Apr 7, 2025 · Design+Research · 12 min read
Designing evaluation interfaces for ML research
How I helped translate statistical concepts into interpretable visualizations for synthetic data quality assessment

THE CHALLENGE
Making data quality legible
In early 2024, I joined the ML research team at MOSTLY AI to work on a problem that sits at the intersection of statistics, privacy, and UX: how do you show users whether synthetic data is actually good enough to use?
Synthetic data promises privacy-safe alternatives to real datasets: critical for industries like healthcare and finance where sharing actual user data is restricted. But "good" synthetic data needs to balance two opposing goals:
Accuracy: Does it replicate the statistical patterns of the original?
Novelty: Is it different enough to protect privacy?
Copy the original data exactly? High accuracy, zero novelty, massive privacy risk.
Generate random noise? High novelty, zero accuracy, completely useless.
The sweet spot is data that captures real patterns while being meaningfully different from any original record. But how do you show that to users?
That challenge became a research paper and an open-source evaluation framework. My role: designing the visualization layer that makes complex statistical assessments interpretable for data scientists, ML engineers, and compliance teams.
THE PROBLEM
How do you show data is good enough?
The research team was building a comprehensive evaluation framework with dozens of metrics:
Low-dimensional accuracy (univariate, bivariate distributions)
High-dimensional similarity (embedding-based comparisons)
Privacy risk (nearest-neighbor distances)
Sequential coherence (for time-series data)
Each metric told part of the story. None told the whole story.
The core design challenge: How do you help users answer "Can I trust this synthetic data?" when the answer requires understanding multiple statistical dimensions simultaneously?
DESIGN PRINCIPLE 1
Progressive Disclosure
The problem: Show everything at once and you overwhelm users. Hide complexity and they don't trust the results.
The solution: Start with a single quality score, then enable drill-down into specific dimensions.

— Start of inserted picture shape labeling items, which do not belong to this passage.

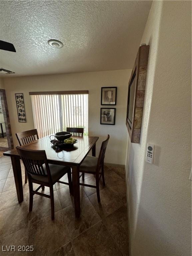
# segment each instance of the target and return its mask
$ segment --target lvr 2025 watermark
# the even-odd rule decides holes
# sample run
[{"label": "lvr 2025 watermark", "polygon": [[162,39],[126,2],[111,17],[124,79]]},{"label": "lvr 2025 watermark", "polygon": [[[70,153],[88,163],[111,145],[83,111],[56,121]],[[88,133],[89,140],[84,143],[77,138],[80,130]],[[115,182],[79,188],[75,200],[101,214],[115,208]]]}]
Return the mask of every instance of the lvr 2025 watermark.
[{"label": "lvr 2025 watermark", "polygon": [[2,252],[33,252],[33,245],[2,245]]}]

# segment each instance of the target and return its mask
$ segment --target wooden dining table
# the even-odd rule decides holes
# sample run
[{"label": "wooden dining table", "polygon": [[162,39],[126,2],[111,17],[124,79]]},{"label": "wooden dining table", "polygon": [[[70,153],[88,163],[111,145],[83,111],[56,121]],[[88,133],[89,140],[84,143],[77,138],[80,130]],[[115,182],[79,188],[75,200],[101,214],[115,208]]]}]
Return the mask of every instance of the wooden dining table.
[{"label": "wooden dining table", "polygon": [[[93,156],[96,156],[96,142],[99,137],[73,136],[78,140],[77,143],[73,146],[66,145],[59,148],[51,143],[49,136],[21,147],[26,149],[45,150],[48,163],[71,166],[75,212],[75,216],[78,218],[80,214],[79,167],[91,150]],[[20,203],[23,201],[23,192],[20,156],[16,149],[4,152],[3,155],[10,156],[11,159],[17,198]]]}]

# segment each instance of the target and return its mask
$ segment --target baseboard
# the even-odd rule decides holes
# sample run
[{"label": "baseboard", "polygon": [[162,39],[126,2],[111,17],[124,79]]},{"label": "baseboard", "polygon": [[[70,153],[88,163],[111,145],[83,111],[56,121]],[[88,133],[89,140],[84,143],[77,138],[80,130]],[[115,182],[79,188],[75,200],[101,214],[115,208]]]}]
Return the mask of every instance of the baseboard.
[{"label": "baseboard", "polygon": [[122,168],[125,168],[125,164],[114,164],[112,163],[107,163],[106,162],[104,162],[104,164],[105,164],[106,165],[109,165],[110,166],[113,166],[114,167],[121,167]]}]

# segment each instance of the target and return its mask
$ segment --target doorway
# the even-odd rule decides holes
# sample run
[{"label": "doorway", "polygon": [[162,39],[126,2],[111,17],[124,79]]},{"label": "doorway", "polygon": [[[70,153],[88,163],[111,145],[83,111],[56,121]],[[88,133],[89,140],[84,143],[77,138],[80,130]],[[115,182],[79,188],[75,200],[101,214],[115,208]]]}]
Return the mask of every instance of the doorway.
[{"label": "doorway", "polygon": [[5,90],[0,89],[0,150],[13,148]]}]

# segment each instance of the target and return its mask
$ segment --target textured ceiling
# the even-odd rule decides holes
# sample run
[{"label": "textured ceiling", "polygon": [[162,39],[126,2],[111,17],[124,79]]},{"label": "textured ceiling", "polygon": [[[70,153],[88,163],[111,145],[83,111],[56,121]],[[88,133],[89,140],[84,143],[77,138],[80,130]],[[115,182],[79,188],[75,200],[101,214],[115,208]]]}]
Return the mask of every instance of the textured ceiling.
[{"label": "textured ceiling", "polygon": [[[0,76],[132,68],[152,2],[0,1]],[[49,39],[63,42],[52,48]]]}]

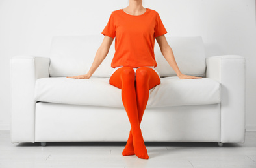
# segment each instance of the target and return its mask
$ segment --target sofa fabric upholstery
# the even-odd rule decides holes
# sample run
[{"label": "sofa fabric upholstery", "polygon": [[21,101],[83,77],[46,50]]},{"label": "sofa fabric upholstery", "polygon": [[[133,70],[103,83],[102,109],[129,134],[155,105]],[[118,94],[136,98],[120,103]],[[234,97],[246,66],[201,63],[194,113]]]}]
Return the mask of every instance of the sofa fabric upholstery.
[{"label": "sofa fabric upholstery", "polygon": [[[161,84],[149,90],[144,140],[244,143],[245,58],[205,58],[200,36],[166,39],[181,72],[203,78],[180,79],[155,44]],[[12,143],[127,140],[121,90],[108,83],[114,43],[89,79],[66,78],[87,72],[102,39],[55,36],[49,56],[12,58]]]},{"label": "sofa fabric upholstery", "polygon": [[[77,76],[86,74],[90,69],[104,36],[53,36],[49,57],[51,77]],[[205,76],[205,50],[201,36],[166,37],[173,50],[181,72],[196,76]],[[114,40],[109,54],[92,77],[110,76],[114,54]],[[158,64],[156,70],[164,76],[177,76],[155,44],[155,57]]]},{"label": "sofa fabric upholstery", "polygon": [[[177,76],[161,78],[161,84],[149,90],[147,107],[206,105],[220,103],[219,82],[203,78],[180,80]],[[71,105],[123,107],[121,89],[109,83],[108,78],[89,80],[65,77],[36,80],[35,100],[38,101]]]}]

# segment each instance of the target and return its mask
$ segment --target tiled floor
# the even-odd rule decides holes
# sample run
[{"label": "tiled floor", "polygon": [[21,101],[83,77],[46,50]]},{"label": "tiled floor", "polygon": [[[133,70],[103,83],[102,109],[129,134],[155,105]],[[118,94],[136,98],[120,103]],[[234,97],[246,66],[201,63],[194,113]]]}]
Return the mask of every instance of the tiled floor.
[{"label": "tiled floor", "polygon": [[149,160],[123,156],[125,142],[11,143],[10,131],[0,131],[0,167],[256,167],[256,131],[244,143],[145,142]]}]

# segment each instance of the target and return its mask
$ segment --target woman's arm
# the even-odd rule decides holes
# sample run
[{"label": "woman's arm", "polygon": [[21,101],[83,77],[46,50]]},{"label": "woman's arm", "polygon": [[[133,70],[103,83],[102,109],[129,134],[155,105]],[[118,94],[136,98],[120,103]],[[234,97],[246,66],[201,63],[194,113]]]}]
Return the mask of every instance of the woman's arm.
[{"label": "woman's arm", "polygon": [[67,78],[75,79],[89,79],[106,58],[113,40],[113,38],[107,36],[105,36],[103,41],[99,47],[99,49],[97,50],[94,62],[92,63],[92,66],[87,74],[75,76],[67,76]]},{"label": "woman's arm", "polygon": [[179,69],[178,65],[177,65],[176,61],[174,58],[173,52],[172,52],[171,47],[168,43],[164,34],[157,37],[155,39],[157,39],[157,41],[159,45],[160,50],[161,50],[161,52],[164,56],[164,58],[166,59],[167,62],[176,72],[177,76],[181,79],[202,78],[201,77],[196,77],[183,74]]}]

Figure 1.0 Metrics Summary Dashboard
The summary view gives you the answer in 5 seconds:
Overall accuracy score (compared to theoretical maximum)
Similarity metrics (are synthetic samples indistinguishable from training?)
Distance metrics (are they copying original records?)
Each score links to detailed breakdowns. Users who trust the summary can stop there. Skeptics can verify every assumption.
DESIGN PRINCIPLE 2
Show the distribution, not just the score
The problem: A single number like "Univariate Accuracy: 94.2%" doesn't tell you where the synthetic data fails or succeeds.
The solution: Visualize every distribution comparison so users can see exactly where alignment breaks down.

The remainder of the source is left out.